When I bought one of my does I knew she had some lice, since I have battle with them before it was not a big deal to me, I put de on her and my other goat and sprinkled it in the pens and sleeping areas and redid that a couple weeks later. Well it wast til about two weeks ago that I noticed we had another outbreak on our hands cause I can see lice eggs on the baby kids. So I put de on everyone and the grounds and also for good measure topspotted everyone with neem oil too. I'm thinking ts will do the trick and I will redo in a week and then again in another week to make sure we get rid of these nasties. My question pertains to my in milk doe who birthed twins 4 weeks ago, she has multiple spots where her hair is falling out and her coat looks terrible, I'm not sure if it's lice related or maybe the de dried her skin out. Should I be concerned about any other conditions that could cause this? None of the others have bald spots. I'm at the moment down only natural remedies to strengthen the herd and help them fight off things so not interested in chemical methods right now, just wanting to make sure I didn't miss anything else that couple be causing the bald spots. 
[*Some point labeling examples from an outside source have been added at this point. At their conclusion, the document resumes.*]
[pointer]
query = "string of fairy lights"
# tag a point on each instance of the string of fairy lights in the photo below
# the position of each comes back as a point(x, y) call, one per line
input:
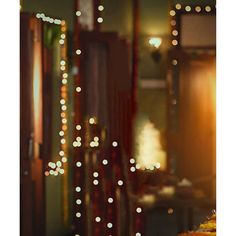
point(56, 168)
point(185, 9)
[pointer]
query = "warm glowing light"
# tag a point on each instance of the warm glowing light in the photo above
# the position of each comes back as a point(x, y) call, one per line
point(173, 23)
point(100, 20)
point(170, 211)
point(78, 89)
point(175, 32)
point(78, 214)
point(62, 101)
point(137, 166)
point(178, 6)
point(59, 164)
point(109, 225)
point(78, 201)
point(65, 75)
point(174, 62)
point(61, 41)
point(100, 7)
point(78, 164)
point(132, 161)
point(198, 9)
point(92, 144)
point(78, 189)
point(174, 42)
point(64, 81)
point(78, 52)
point(63, 141)
point(78, 13)
point(138, 210)
point(114, 144)
point(64, 107)
point(95, 174)
point(110, 200)
point(188, 8)
point(208, 8)
point(149, 148)
point(132, 169)
point(64, 159)
point(104, 162)
point(63, 63)
point(155, 42)
point(172, 13)
point(91, 121)
point(96, 139)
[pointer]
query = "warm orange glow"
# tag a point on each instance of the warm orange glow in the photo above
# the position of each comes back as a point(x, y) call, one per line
point(37, 88)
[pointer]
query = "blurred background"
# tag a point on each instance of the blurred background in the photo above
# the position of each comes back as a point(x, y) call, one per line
point(117, 117)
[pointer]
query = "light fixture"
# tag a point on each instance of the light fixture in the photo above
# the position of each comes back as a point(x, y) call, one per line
point(155, 42)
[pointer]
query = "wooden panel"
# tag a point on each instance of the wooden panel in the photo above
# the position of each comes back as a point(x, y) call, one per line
point(197, 122)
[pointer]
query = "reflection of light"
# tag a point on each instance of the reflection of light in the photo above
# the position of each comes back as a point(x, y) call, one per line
point(78, 214)
point(132, 169)
point(197, 8)
point(132, 161)
point(109, 225)
point(104, 162)
point(178, 6)
point(173, 22)
point(95, 174)
point(78, 89)
point(91, 121)
point(175, 32)
point(78, 189)
point(208, 8)
point(78, 13)
point(78, 127)
point(78, 201)
point(155, 42)
point(100, 7)
point(78, 52)
point(64, 159)
point(138, 210)
point(114, 144)
point(100, 20)
point(149, 149)
point(96, 139)
point(110, 200)
point(170, 211)
point(188, 8)
point(172, 13)
point(174, 42)
point(78, 164)
point(174, 62)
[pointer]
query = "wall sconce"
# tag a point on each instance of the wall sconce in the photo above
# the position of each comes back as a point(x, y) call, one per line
point(155, 43)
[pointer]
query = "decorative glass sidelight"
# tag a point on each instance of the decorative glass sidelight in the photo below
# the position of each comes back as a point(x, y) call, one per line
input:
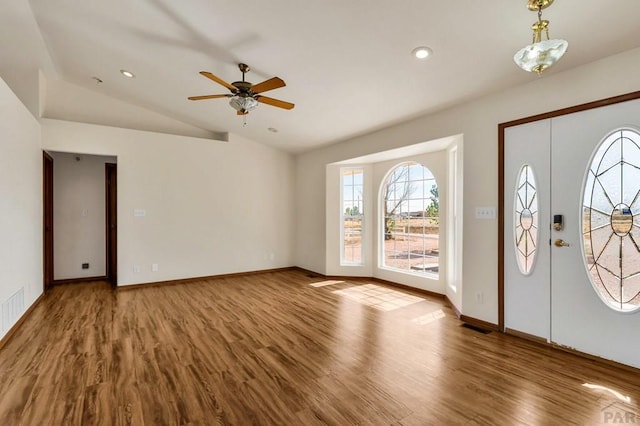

I'm going to get them some black oil sunflower seeds when I get to the feed store next to help their skin and coat health, also I brush momma doe daily.

Thanks!


----------



## elevan (Apr 26, 2012)

You need to remove and burn the bedding.  Apply the DE to the ground and then rebed.  

Tea tree oil has been found to be effective against lice though I've never used it.

You need to repeat everything in 2 weeks.  Then in the case of really bad infestations, you'll have to repeat a 3rd time 2 weeks after the 2nd.

Yes, lice can cause bald spots and they make the hair brittle and the goat itches.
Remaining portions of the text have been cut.